Salah satu perkembangan dari kesepakatan G-20/BEPS adalah pengalokasian 25% keuntungan perusahaan multinasional kepada negara pasar.
Jumlah tersebut kemudian akan dibagikan kepada negara pasar berdasarkan porsi penjualannya di masing-masing negara pasar. Pengaturan yang makin konkret itu dinilai menjadi perkembangan baik bagi negara pasar, termasuk Indonesia.
Dengan alokasi 25%, artinya sistem perpajakan menjadi lebih adil dibandingkan dengan saat ini saat tidak ada alokasi pajak untuk negara pasar tanpa adanya bentuk usaha tetap (BUT).
"Padahal sebagian besar perusahaan multinasional yang menjual barang di Indonesia bukan BUT, melainkan hanya kantor perwakilan saja sehingga tidak bisa dipajaki," ujar Febrio.
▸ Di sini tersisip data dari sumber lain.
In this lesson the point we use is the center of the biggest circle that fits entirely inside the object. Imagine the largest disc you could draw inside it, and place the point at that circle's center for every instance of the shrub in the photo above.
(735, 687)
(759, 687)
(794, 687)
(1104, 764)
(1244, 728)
Sementara itu, Pilar 2: Global anti-Base Erosion Rules (GloBE) bertujuan untuk mengurangi tingkat kompetisi pajak serta melindungi basis pajak yang dilakukan melalui penetapan tarif pajak minimum secara global.
Pilar 2 mengenakan tarif pajak minimum pada perusahaan multinasional yang memiliki peredaran bruto tahunan EUR750 juta atau lebih. Dengan pajak minimum, tidak akan ada lagi persaingan tarif yang tidak sehat di antara negara-negara yang selama ini terjadi.
Selain itu, Pilar 2 juga akan memastikan perusahaan multinasional dikenakan tarif pajak minimum 15%. Pilar 2 juga akan melindungi hak negara-negara berkembang untuk mengenakan pajak atas penghasilan tertentu seperti bunga dan royalti menjadi minimal sebesar 9%.
Febrio menambahkan perkembangan di tingkat multilateral tersebut termasuk salah satu amanah besar yang harus dieksekusi dalam Presidensi Indonesia di G-20 pada 2022.
"Persetujuan pajak global ini adalah titik terang dari pertarungan panjang kita melawan penggerusan basis pajak dan penggeseran laba yang kita kenal dengan base erosion and profit shifting (BEPS)," tuturnya. (rig)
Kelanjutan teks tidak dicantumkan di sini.